Le nom de Mouchette est choisi d’après un film des années 60, intitulé Mouchette réalisé par Robert Bresson. C’est l’histoire tragique d’une petite fille de 13 ans, un grand classique du cinéma. Je me suis inspirée de ce film, mais mon personnage est différent. Une des œuvres sur le site montre le rapport entre le personnage du film et mon personnage, mais cette œuvre a été censurée par la suite car les héritiers de Bresson n’appréciaient pas mon utilisation des images du film.
À l’époque, au tout début, c’était parfaitement crédible que cela puisse être l’œuvre d’une petite fille. Les internautes me demandaient constamment si j’avais vraiment 13 ans. Il y avait un désir très fort de savoir qui était de l’autre côté, de traverser l’écran. En 98, 99, Mouchette était déjà devenue un personnage célèbre et il y avait des parodies de son site. On imitait son style et les internautes adoraient faire des faux sites de Mouchette. L’Internet, c’était un médium où la création fonctionnait sur le mode du partage et de l’échange. Pour faire sa propre page, on allait copier une autre page, ou bien s’en inspirer. On regardait le code source et on piquait dans le HTML ce qui nous plaisait ou on copiait les javascripts tels quels, sans même les comprendre et ça marchait parfois. Maintenant, ces sortes des copies de code source ne sont plus possibles puisqu’on utilise beaucoup les blogs qui sont des interfaces déjà toutes prêtes, et il y a juste un tout petit peu de soi là-dedans, très peu que l’on puisse vraiment changer. Autrefois, utiliser le net était plus actif. C’était comme une utopie de la communication soudain réalisée : le premier médium où le récepteur est un émetteur qui se sert du même outil, pas seulement du même câble mais le même navigateur comme un instrument de réception et un instrument d’émission.
La photo pour moi est comme une scène de théâtre. Elle sert de décor mais c’est le langage qui fait l’action, l’action de faire se rencontrer physiquement deux personnages : l’émetteur et le récepteur se rejoignant des deux côtés de la vitre de l’ordinateur qui simule la surface de contact. C’est comme si le personnage était à l’intérieur de l’écran, prêt à être embrassé, prêt à écouter un secret qu’on lui chuchote à l’oreille. Mais cette situation de rencontre, c’est le texte qui l’installe et non pas l’image.Aussi j’ai tout de suite eu envie de mettre dans la page web un espace où le public puisse rajouter son texte, participer à l’œuvre, échanger des mots et des dialogues avec le personnage.Dès le début, dès les années 96, 97, 98, mes œuvres se sont construites en interaction avec le public. Pour moi, Internet, c’était pour ainsi dire le medium rêvé, qui me permettait de mettre en scène le langage et la participation par langage et en même temps de créer la vie, de simuler la vie à travers un personnage.

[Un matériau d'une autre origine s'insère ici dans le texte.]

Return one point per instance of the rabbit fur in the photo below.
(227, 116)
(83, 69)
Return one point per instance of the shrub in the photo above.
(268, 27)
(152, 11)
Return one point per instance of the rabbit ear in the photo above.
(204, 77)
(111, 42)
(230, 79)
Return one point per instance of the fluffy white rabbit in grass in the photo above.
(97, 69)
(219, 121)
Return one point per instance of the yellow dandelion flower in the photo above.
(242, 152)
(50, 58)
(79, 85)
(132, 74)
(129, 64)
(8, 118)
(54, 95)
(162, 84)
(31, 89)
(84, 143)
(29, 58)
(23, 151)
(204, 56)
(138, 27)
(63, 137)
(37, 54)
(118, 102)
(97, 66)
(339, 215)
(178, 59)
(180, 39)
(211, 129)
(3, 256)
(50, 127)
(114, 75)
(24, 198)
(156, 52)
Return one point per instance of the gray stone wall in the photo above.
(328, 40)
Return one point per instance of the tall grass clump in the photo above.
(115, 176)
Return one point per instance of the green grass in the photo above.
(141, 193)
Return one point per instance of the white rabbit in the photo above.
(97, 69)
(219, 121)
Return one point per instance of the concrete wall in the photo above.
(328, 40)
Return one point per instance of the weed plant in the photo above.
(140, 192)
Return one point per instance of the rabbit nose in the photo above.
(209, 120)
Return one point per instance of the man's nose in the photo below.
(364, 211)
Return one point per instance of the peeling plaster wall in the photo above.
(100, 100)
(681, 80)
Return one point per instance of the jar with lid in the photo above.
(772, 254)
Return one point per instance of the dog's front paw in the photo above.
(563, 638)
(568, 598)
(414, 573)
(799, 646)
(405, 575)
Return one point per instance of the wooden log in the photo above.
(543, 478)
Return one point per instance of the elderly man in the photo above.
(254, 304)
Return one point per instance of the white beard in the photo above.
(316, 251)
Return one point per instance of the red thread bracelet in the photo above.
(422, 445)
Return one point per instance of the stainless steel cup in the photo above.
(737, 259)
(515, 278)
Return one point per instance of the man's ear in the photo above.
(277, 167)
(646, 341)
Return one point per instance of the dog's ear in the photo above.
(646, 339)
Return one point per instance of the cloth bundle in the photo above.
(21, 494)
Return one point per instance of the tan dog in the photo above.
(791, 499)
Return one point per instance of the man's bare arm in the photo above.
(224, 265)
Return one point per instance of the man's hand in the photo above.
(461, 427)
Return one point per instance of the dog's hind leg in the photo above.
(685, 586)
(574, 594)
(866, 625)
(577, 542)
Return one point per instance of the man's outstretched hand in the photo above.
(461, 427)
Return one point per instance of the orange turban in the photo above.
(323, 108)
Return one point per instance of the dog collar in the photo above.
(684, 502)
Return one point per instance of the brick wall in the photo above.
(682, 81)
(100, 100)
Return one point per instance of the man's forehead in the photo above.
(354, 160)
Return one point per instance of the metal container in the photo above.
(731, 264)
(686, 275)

Mouchette est très vite devenue célèbre. Le monde des artistes sur Internet était un tout petit monde. Je ne révélais jamais que j’étais l’auteur de Mouchette. On pouvait toujours contacter Mouchette par email, mais je ne disais pas si j’étais un homme ou une femme. Tout pouvait être une fiction. L’œuvre s’est construite autour de cette opacité, une opacité de l’auteur, c’était très important que les gens puissent fantasmer sur l’auteur, l’auteur inconnu, l’auteur anonyme… J’ai fait beaucoup d’œuvres où je mets en scène le personnage pour mieux cacher l’auteur: vous voulez voir Mouchette, alors voilà je me montre… et j’ai fait une œuvre avec des images de visages en gros plan qui mettent en scène des contacts physiques à travers l’écran, avec la langue ou l’oreille parce qu’à travers l’ordinateur, il y a toujours une présence intime, le corps est très proche de l’écran. L’Internet est un espace public mais en même temps on est toujours tout seul devant son écran, et cet aspect-là m’intéressait beaucoup. Dans cette œuvre, on ne peut pas identifier la personne qui se montre en photo ; c’est comme dans la vie, lorsque les gens sont trop proches on ne peut même plus les voir. C’est un jeu sur ce type de la communication, où vous êtes à la fois tellement loin qu’on ne sait pas qui vous êtes et trop proche pour qu’on vous voie en entier. C’est la première fois qu’il existe un médium qui ne soit pas du tout analogue, c’est-à-dire que tout y est codé : la voix, les images, tout. Derrière ce clavier, on ne peut pas savoir qui il y a, on peut identifier une machine mais on ne peut pas identifier une personne. C’est pour le plaisir de cette situation que j’ai fait cette oeuvre sur les gros plans qui mettent en scène une intimité à la fois par la photo et le langage, où l’on tente de dire un secret à l’aide d’un gros plan sur une oreille.
David Still
Je m’étais aperçu que des internautes se faisaient passer pour Mouchette. Ils créaient des fausses adresses de Mouchette, donnaient mon nom dans les forums et disaient que c’était eux qui avaient fait le site. Ça me faisait beaucoup rire, j’aimais bien cela. Les internautes avaient aussi réalisé de nombreux faux sites de Mouchette, et c’est cela qui m’a mise sur la piste du partage d’identité.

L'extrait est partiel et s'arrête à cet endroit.